Another interesting title we came across at the Gaudeamus fair is Writers at the Police. The book is full of comic or truly tragic moments, resourceful ways of getting out of critical situations and unintentional self-incrimination and is a collection of statements by a host of literary figures recounting their run-in with law enforcement.
The anthology was initiated by writer and journalist Robert Serban and features texts written by over 30 writers. Robert Serban tells us more: “It occurred to me that every writer has had an encounter with the Police one way or another. There had to be a funny or not so funny run-in with the police in every writer’s life. It was summer and the holidays were coming and I thought it wouldn’t be a bad idea to mention it to my writer friends. So I wrote to these 34 writers who at that time were active on Facebook, asking them if they would do it. I didn’t know how I would publish their texts, but I thought we would surely find a publisher who would be interested. What’s for sure is that a very interesting book came about, a sort of usage manual on how to deal with the law enforcement people. Most of the stories are full of fun and humour, while others not so much, especially those set in the communist times. Readers will therefore be able to tell the difference between the encounters with the police before and after the fall of communism. The police appear in a better light in the latter case because in most cases they are people who know their job and who are much nicer when they find out you are a writer, that is you have the head in the clouds. So they also let their guard down a bit.”

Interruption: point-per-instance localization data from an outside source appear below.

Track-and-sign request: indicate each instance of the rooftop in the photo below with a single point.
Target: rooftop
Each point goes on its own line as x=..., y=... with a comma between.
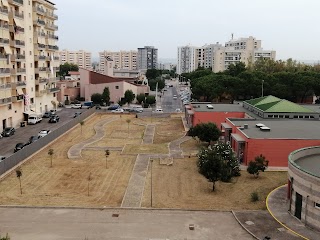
x=280, y=128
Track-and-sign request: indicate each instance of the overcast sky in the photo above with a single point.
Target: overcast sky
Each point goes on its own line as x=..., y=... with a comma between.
x=288, y=26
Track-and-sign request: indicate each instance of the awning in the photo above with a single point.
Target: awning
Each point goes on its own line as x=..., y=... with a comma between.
x=7, y=49
x=19, y=91
x=237, y=138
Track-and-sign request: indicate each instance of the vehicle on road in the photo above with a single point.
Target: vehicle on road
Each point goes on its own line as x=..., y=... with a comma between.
x=54, y=119
x=76, y=105
x=76, y=114
x=18, y=147
x=43, y=133
x=34, y=119
x=113, y=107
x=118, y=110
x=9, y=131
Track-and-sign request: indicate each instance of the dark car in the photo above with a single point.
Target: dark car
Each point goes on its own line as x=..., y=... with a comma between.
x=32, y=139
x=76, y=114
x=54, y=119
x=113, y=107
x=18, y=147
x=7, y=132
x=47, y=115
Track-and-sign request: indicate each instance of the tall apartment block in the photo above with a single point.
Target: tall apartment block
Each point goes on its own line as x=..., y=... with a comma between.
x=122, y=60
x=80, y=58
x=147, y=58
x=28, y=59
x=218, y=57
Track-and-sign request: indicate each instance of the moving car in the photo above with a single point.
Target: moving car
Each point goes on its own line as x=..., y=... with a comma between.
x=118, y=110
x=18, y=147
x=43, y=133
x=9, y=131
x=54, y=119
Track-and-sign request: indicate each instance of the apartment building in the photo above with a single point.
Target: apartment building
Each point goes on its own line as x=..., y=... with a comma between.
x=28, y=59
x=147, y=58
x=246, y=50
x=126, y=60
x=80, y=58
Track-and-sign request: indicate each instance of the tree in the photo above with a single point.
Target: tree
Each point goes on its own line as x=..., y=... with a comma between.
x=97, y=98
x=129, y=96
x=259, y=164
x=206, y=132
x=19, y=175
x=106, y=95
x=141, y=98
x=50, y=153
x=107, y=153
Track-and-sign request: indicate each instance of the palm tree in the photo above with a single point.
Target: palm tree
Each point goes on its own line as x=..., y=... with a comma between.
x=81, y=124
x=19, y=175
x=107, y=153
x=50, y=153
x=128, y=121
x=89, y=179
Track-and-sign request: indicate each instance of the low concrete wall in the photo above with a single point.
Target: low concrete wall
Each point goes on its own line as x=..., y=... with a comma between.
x=29, y=150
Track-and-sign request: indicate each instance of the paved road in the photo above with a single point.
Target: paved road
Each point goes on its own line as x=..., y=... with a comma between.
x=80, y=224
x=23, y=134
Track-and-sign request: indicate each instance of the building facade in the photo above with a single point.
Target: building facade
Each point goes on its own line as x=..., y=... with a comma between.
x=80, y=58
x=28, y=59
x=147, y=58
x=126, y=60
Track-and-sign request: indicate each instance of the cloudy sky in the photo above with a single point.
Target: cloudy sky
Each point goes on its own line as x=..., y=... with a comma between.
x=288, y=26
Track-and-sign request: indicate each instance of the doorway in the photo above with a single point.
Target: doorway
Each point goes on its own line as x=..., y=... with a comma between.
x=298, y=207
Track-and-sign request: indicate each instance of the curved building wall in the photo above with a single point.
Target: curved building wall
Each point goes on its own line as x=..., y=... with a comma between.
x=304, y=188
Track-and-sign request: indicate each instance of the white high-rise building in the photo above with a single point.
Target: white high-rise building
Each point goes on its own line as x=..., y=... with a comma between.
x=28, y=59
x=80, y=58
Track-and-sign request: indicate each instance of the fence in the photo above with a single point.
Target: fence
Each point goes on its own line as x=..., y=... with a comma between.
x=27, y=151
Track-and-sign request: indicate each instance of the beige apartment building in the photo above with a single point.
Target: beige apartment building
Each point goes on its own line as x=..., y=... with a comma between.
x=28, y=59
x=80, y=58
x=126, y=60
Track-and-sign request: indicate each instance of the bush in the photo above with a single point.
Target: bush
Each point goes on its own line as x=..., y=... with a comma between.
x=254, y=196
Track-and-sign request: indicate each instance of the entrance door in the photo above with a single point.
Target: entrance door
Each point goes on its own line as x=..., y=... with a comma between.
x=298, y=207
x=4, y=123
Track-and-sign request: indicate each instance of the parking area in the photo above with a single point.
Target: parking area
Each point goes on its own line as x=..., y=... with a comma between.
x=23, y=134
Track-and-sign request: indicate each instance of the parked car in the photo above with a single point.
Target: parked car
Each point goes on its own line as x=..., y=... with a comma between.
x=54, y=119
x=43, y=133
x=18, y=147
x=32, y=139
x=76, y=114
x=113, y=107
x=9, y=131
x=76, y=105
x=118, y=110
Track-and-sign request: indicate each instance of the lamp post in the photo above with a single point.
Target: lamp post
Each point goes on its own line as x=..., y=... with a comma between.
x=151, y=161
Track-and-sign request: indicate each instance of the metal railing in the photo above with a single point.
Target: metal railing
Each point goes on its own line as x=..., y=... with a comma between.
x=11, y=161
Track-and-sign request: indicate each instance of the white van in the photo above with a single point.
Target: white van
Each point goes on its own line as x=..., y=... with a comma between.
x=34, y=119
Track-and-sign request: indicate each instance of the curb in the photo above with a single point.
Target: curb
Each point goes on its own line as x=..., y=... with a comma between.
x=282, y=224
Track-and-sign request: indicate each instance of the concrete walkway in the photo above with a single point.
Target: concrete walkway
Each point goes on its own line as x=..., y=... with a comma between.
x=149, y=134
x=75, y=150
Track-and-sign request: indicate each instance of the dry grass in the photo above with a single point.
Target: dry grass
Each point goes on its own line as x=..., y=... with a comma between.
x=146, y=149
x=181, y=186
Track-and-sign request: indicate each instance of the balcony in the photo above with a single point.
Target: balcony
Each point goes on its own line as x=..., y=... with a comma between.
x=18, y=98
x=16, y=2
x=53, y=90
x=5, y=101
x=41, y=81
x=52, y=27
x=4, y=71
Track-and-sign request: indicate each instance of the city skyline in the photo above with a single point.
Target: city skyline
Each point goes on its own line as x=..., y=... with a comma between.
x=127, y=25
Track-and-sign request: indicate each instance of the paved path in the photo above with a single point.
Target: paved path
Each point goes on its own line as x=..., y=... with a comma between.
x=149, y=134
x=134, y=192
x=75, y=150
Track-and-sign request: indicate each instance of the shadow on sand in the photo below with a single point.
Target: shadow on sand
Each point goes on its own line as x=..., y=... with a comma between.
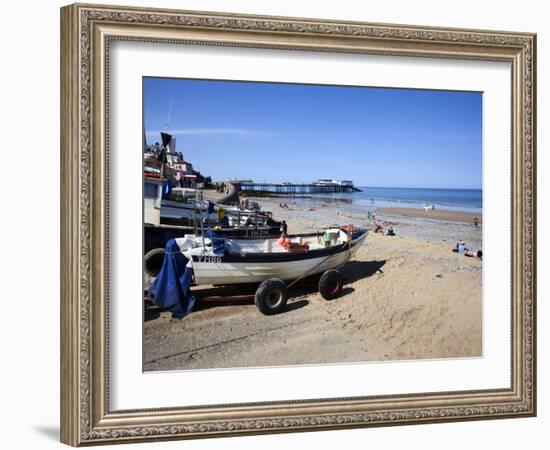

Also at the Gaudeamus book fair, the Casa Radio publishing house launched a new title under the heading Great Voices Pull Back the Curtain as part of its Radio Library Collection called On account of Today’s Crisis of the Soul. Radio Conferences 1933-1943 by Alice Voinescu in the form of an audiobook. The first woman in Romania to hold a doctoral title in philosophy, an outstanding teacher of drama history and aesthetics and an advisor for the Women’s Christian Association, Alice Voinescu still comes across as topical and rational.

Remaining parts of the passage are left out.